There’s a peanut on an airplane, and he’s chatting it up with a flight attendant. This peanut’s name is Dillon. They’re having a very intimate conversation about where they’re from and where they are in life right now. Dillon is in the middle of explaining his ethnic background when the flight attendant interrupts him and says ‘No problem Dillon we can make that happen for you’ she starts walking towards the front of the plane and motions for him to follow here.
She leads him to an open seat and asks him if this will work any better. Beyond confused, Dillon accepts his new seat as it’s a lot more spacious but asks the flight attendant why she moved him. “You were talking awfully quietly but you were complaining about your leg room.”
“No” says Dillon, I was explaining that I was a legume”.
Until next time.
I want to know more about how the printing press killed its inventor
Up till now I have never heard a peanut joke, maybe they never caught on. I can’t imagine why.
How did William Bullock die? The following is from Wikipedia:
In a bizarre accident, Bullock was killed by his own invention. On April 3, 1867 he was making adjustments to one of his new presses that was being installed for the Philadelphia Public Ledger newspaper. Bullock tried to kick a driving belt onto a pulley. His leg was crushed when it became caught in the machine. After a few days, he developed gangrene. On April 12, 1867, Bullock died during an operation to amputate the leg. He is buried in Union Dale Cemetery on Pittsburgh’s North Side.
This is one of the few times all three facts have surprised me. I’d been surprised enough to learn that U.S. dollar coins are still being made when I haven’t seen one in more than 20 years.
there have been a lot of people killed by their own inventions.
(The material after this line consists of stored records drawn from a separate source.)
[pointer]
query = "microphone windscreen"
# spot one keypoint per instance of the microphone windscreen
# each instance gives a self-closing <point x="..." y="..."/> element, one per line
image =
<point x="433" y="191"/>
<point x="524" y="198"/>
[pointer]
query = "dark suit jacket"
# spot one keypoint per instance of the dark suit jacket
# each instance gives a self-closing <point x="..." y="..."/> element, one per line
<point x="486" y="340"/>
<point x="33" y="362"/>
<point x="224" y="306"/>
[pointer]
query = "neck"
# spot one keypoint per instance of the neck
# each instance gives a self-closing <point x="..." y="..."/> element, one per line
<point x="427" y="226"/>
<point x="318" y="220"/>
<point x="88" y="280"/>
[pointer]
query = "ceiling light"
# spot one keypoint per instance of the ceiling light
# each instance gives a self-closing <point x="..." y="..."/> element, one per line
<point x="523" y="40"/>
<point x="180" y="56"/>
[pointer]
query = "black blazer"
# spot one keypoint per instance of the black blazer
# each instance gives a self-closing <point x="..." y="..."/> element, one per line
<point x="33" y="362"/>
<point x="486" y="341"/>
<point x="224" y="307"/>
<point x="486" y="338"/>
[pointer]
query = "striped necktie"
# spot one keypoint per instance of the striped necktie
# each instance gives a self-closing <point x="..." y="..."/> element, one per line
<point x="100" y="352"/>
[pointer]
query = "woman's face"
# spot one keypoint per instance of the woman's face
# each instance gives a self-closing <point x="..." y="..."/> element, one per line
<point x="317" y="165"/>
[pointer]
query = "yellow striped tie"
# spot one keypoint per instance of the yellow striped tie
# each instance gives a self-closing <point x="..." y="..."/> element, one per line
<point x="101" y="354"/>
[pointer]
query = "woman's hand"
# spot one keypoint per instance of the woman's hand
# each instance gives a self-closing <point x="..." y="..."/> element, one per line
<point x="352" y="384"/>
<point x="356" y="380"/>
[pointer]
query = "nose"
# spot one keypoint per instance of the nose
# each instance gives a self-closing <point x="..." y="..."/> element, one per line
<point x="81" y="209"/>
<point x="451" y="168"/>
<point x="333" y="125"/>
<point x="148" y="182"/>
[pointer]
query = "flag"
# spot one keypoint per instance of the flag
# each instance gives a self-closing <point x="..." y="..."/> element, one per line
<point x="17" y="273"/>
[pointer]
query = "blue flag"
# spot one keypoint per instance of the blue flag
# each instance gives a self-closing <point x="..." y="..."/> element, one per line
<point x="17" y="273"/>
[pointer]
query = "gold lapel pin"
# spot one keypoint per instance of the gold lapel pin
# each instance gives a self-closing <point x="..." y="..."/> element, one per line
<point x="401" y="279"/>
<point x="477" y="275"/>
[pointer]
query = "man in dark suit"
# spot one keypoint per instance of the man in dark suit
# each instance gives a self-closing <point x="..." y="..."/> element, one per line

There is a Wikipedia page dedicated to them. https://www.wikiwand.com/en/List_of_inventors_killed_by_their_own_inventions
Before Canada changed to $2 coins the bills were not prevalent in my province because of a rumour going around. During the depression politicians would bribe voters with a $2 bill or people would pay prostitutes with the bill. So if you had a $2 bill it made you look bad. Not sure if this was true, but it’s what I heard growing up.
If I could time travel (in both directions) I’d go to 1952 Vegas ( or just a local bank) and buy up as many silver dollars as I could carry (They were EVERYWHERE in Vegas back then). Come back and sell them at a profit, then repeat the operation. I’d use singles (Federal Reserve Notes) and trade them for Silver Certificates at a time when both were widely circulated), so the differences in the bills would not show up.
Or buy gold when it was $100 an ounce.
Or I could just develop the power of psychokinesis, lay $1000 on a number at the Roulette table then ‘psyckokinese’ the little ball to land on that number. Bingo—$35,000 before taxes. Now I wonder if those pit bosses behind the casino ceiling have their own psychics as a precaution.
We use $2 bills all the time in my family. We love them!! And sometimes people act like we have counterfeit money. hahaha!! They’ve never heard of or seen a $2 bill before. Cracks us up!